И если минуту назад я думала, что он просто пошутил со мной насчет расчета, то после этого взгляда, брошенного в мою сторону, я не сомневалась в действительности его слов.
- Сорок секунд, - напомнил он, уловив меня в изучении.
- Ты знаешь, что ты самый больной, - прошипела я, обходя задом мотоцикл, - самый ублюдочный псих на этой вселенной! – бросила я, затем, развернувшись, кинулась бежать, при этом прихрамывая.
Отбегаю метров двадцать, скрываясь полностью в зарослях парка, когда слышу протяжный, резкий свист. Застыв на мгновение, прислушиваюсь, одновременно набрасывая на плечи толстовку в надежде немного согреться. Спустя минуту позади себя я услышала торопливый топот ног. Осознание того, что за мной могут гнаться, напугало меня настолько, что я мигом забыла про боль и холод, давая деру.
Я добежала до дома без оглядки за пятнадцать минут. Сердце бешено стучало в груди, а дыхание стало сбивчивым и тяжелым. Останавливаюсь возле подъезда, согнувшись пополам, пытаясь немного успокоиться и восстановить дыхание. Мне хватило секунд десять, чтобы уравновесить свое состояние, затем я выровнялась и направилась к двери подъезда. Уже возле нее обернулась, преднамеренно осматриваясь, и сразу заметила на противоположной стороне дороги мальчика-сорванца лет десяти. На нем потертая куртка, штаны и ботинки сильно изношены. Он смотрел на меня внимательно, а я на него испуганно в ответ. Даже понятия не имею, откуда он взялся, да еще так тихо подошел! Пока я думала над этим, паренек, отсалютовав мне рукой, одарил меня хитрой улыбкой и ушел прочь.

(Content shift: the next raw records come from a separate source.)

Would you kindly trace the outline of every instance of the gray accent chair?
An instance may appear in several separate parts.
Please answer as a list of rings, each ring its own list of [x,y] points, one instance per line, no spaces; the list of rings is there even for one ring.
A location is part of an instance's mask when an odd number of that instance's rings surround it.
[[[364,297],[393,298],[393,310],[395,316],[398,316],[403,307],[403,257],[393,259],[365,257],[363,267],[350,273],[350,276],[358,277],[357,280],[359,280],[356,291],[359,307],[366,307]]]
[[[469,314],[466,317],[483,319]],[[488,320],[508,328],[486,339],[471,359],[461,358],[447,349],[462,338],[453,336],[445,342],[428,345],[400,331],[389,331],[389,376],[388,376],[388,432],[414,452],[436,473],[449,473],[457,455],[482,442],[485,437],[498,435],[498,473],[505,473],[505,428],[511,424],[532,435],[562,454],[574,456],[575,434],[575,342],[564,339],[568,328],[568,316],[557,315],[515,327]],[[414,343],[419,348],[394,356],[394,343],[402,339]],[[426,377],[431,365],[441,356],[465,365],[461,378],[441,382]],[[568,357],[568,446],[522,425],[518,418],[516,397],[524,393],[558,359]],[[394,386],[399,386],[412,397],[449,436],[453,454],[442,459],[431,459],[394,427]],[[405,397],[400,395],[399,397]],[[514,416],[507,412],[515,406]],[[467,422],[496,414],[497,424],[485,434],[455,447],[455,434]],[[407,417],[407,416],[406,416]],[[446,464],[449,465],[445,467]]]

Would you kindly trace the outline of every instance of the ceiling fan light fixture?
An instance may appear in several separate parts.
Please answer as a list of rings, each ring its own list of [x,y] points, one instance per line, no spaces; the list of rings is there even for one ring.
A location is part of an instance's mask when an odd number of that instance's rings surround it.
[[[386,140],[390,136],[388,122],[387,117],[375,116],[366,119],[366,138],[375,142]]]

Не знаю, что это означало, но думать об этом совсем не хотелось. Устало поднявшись на третий этаж, я прокралась в свою комнату и плашмя упала на кровать. Время – два часа ночи. Я растрепанная, вся в крови, тело, словно из мясорубки - болит каждая частичка. К тому же последняя вещь родителей была утеряна навсегда. Не было и речи о том, чтобы договориться о чем-либо с тем типом. Вот он вбил себе в голову, чего хочет, на уступки при этом идти не собираясь. Бесит до чертиков!
Я перекатилась набок, чувствуя, что от обиды слезы вновь заполнили глаза. Хотела как лучше, а получилось как всегда! Не могу понять, чем я так провинилась перед Богом, что он шлет мне такие испытания? Словно в один момент пошло все под откос. Проблема за проблемой, беда за бедой. Даже не с кем поговорить, пожаловаться, чтобы утешили! Ведь раньше я никогда не была настолько чем-то озабочена. Всегда все решали родители.
Однажды, когда мне было десять лет, один мальчик из старшего класса постоянно ко мне придирался. Забирал портфель, прятал его или дергал за косички. Я приходила домой, жаловалась родителям, после чего мама говорила, что нужно быть выше этого, а папа ходил разбираться в школу. Обычно роли должны распределяться иначе: папа должен учить выдержке, а мама — переживать, словно курка-наседка. Но в этом была вся моя семья, и я любила каждого родителя одинаково безумно.